Permissions for agents are an ordinary authorization problem. Same shape as any other: a caller, a resource, an action, a decision. But the caller has two properties you don't usually design for. It is non-deterministic — the same input can produce a different tool call tomorrow. And it is persuadable — the content it reads can change what it decides to do. A retrieved document, a message body, a web page: all of it is input, and any of it can argue.
So you design accordingly. The rest of this is where the gate goes, and how it fails.
One gate, and the executor is dumb
The tool gate is the sole approval authority. Not the primary one — the sole one. The sandbox where the agent's code actually runs is a pure executor, and the design intent is written down in exactly those terms:
The box is a PURE EXECUTOR: every piece of tool METADATA (catalog, enabled bindings, allowed accounts) is resolved run-side. The box NEVER calls the gate to discover tools — it has no whole-catalog access and cannot list. Its tools are therefore fixed at creation/dispatch time.

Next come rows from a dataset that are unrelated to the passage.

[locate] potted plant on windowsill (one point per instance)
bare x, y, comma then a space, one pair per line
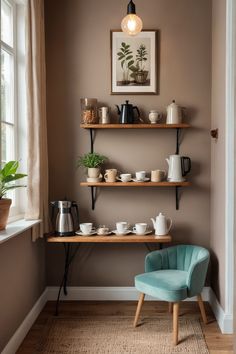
92, 161
7, 176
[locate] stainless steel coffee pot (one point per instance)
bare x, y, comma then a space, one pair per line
66, 222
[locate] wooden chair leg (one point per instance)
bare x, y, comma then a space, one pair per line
170, 307
202, 308
175, 322
140, 303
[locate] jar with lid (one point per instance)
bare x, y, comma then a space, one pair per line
154, 116
89, 110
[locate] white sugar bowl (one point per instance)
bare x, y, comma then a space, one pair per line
154, 116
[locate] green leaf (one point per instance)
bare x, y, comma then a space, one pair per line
14, 177
133, 68
9, 168
130, 63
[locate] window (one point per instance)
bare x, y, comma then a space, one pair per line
12, 128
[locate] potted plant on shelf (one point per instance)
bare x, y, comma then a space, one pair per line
8, 174
92, 161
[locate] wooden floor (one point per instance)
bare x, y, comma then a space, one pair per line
217, 343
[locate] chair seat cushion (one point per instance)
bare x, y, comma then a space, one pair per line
168, 285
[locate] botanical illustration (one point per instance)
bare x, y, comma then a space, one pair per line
133, 65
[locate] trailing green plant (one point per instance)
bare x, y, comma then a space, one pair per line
8, 175
141, 56
91, 160
125, 56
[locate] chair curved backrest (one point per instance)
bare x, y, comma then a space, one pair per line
189, 258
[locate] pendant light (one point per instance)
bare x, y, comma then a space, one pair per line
131, 24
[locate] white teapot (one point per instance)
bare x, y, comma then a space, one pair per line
162, 225
174, 114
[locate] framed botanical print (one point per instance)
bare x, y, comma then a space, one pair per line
134, 63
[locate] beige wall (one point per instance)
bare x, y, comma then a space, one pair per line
78, 65
218, 150
22, 274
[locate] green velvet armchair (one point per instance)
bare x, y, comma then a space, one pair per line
174, 274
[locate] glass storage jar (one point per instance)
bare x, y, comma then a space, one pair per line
89, 110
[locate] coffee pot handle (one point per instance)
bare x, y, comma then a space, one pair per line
74, 205
170, 224
183, 165
135, 107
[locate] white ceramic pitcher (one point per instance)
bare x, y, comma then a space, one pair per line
174, 114
162, 225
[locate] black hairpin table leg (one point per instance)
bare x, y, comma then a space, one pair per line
68, 259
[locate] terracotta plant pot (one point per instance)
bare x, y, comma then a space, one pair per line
141, 77
4, 212
94, 172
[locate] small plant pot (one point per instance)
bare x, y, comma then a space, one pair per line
4, 212
141, 77
94, 172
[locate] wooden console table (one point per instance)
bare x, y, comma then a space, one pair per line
69, 255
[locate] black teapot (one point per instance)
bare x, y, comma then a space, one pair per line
126, 113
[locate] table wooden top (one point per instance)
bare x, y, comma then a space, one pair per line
111, 239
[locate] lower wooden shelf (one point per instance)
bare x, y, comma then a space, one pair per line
135, 184
176, 185
111, 239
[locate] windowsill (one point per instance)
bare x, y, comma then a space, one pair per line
15, 228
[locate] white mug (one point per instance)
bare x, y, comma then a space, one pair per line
140, 175
104, 115
110, 175
86, 228
140, 228
125, 177
122, 226
158, 175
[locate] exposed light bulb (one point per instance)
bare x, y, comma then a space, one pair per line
131, 24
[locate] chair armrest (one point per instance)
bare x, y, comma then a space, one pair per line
197, 276
153, 261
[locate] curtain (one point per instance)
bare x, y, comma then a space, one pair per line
37, 184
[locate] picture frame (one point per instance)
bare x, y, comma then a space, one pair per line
134, 63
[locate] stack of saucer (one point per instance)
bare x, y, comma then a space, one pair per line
94, 179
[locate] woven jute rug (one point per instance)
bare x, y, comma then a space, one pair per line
116, 335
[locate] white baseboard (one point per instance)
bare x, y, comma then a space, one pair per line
92, 293
225, 321
106, 293
25, 326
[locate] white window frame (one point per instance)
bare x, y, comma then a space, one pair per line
18, 52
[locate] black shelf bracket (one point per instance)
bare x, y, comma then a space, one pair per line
92, 137
177, 197
177, 140
93, 196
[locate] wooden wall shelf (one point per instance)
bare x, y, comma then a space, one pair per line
111, 239
135, 126
176, 185
135, 184
93, 127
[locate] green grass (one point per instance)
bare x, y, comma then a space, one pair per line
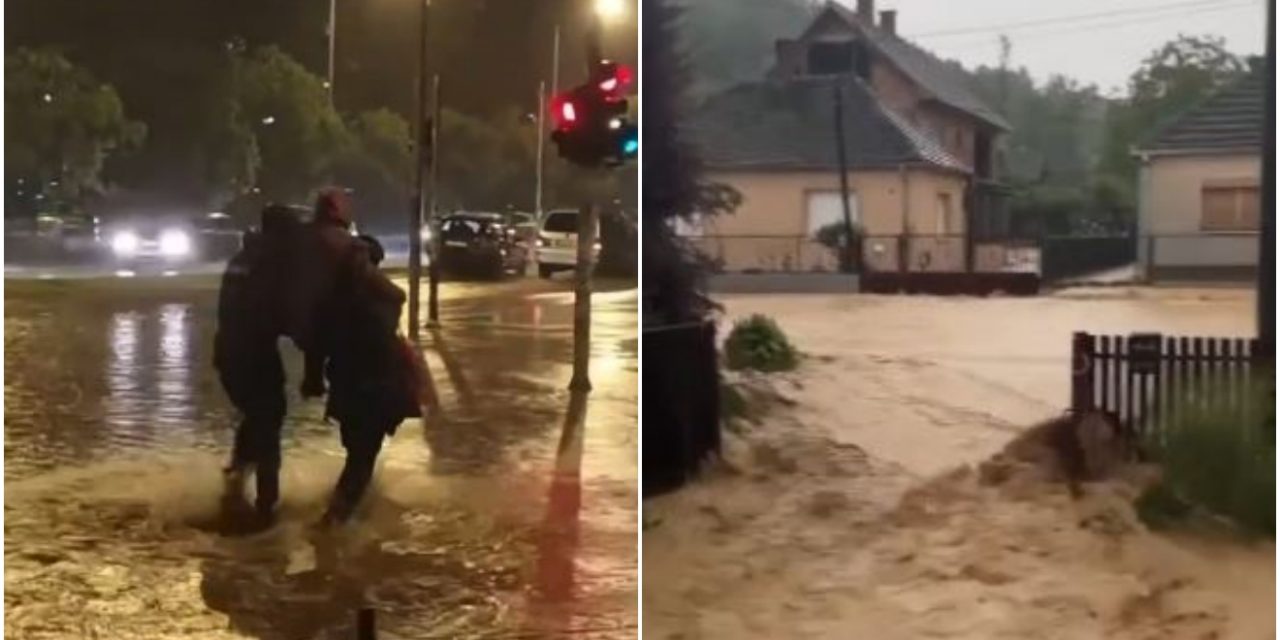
1219, 457
758, 343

The load-bearing word is discover. An executor that can enumerate its own capabilities can be talked into enumerating more of them — a persuadable caller plus a listable catalog is a negotiation, and you've handed the model the agenda. Fixing the toolset at dispatch and denying the box any catalog access means the blast radius is decided before the model gets a turn. Whatever the run argues for later, it argues from a fixed hand.
The second half of that principle matters just as much: two components both making authorization decisions is not defense in depth. It's two sources of truth, and one of them will be stale. Depth is layers that narrow — a gate, then a scope, then an audit. Two peers independently answering "is this allowed?" isn't depth; it's a race where the wrong answer only has to win once.

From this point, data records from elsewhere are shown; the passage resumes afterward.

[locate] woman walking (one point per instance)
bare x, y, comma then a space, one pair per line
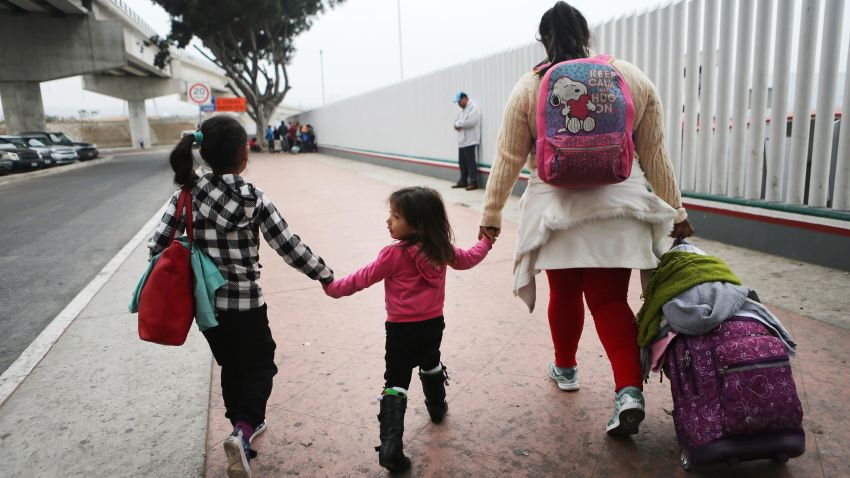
587, 240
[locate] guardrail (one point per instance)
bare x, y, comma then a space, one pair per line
134, 17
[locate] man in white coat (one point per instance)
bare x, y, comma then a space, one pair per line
468, 127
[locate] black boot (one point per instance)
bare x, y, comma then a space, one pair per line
434, 386
390, 453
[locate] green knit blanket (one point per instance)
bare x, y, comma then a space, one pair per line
677, 272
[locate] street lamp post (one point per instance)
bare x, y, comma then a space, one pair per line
322, 68
400, 55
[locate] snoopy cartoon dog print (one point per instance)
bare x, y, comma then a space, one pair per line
577, 105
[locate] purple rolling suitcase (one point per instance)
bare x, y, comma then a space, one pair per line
734, 398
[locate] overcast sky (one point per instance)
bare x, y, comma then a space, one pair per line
360, 44
359, 40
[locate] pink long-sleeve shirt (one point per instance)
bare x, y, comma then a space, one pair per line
414, 288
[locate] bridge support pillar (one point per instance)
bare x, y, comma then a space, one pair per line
140, 132
22, 106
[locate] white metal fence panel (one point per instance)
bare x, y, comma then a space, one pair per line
754, 155
802, 102
707, 93
775, 167
827, 85
726, 74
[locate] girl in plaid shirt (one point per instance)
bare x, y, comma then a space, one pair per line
228, 216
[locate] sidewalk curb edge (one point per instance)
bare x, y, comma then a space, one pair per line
21, 368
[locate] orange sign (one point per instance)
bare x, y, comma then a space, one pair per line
231, 104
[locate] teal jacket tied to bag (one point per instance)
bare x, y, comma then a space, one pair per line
207, 281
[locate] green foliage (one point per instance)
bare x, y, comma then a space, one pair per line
251, 40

Fail closed, at the bottom of the function
Every permission resolver is a cascade. Check the user's setting. Check the
binding. Check the catalog. Check the tier above. And then, at the bottom of the
function, after every rule has declined to match, there is a return — and that
return is your actual security posture. Everything above it is decoration.
Ours ends with an explicit default: manual approval required. Not "allow, because we didn't find a rule against it." Require a human, because we didn't find a rule.
# Nothing matched: no user override, no binding rule, no catalog entry.
# This is not "we found nothing to object to" — it is "we know nothing."
# An unknown action is exactly the case where a human should look.
return GuardrailDecision(
requires_approval=True,
tier="default",
reason="no matching rule; unknown actions require manual approval",
)
The failure mode this prevents is quiet. A new toolkit gets added, nobody writes a rule, and a permissive default means it's live and unsupervised on day one — not because anyone decided that, but because a fallthrough decided it. Write the default branch first, and the rest of the cascade can only ever loosen from a safe floor.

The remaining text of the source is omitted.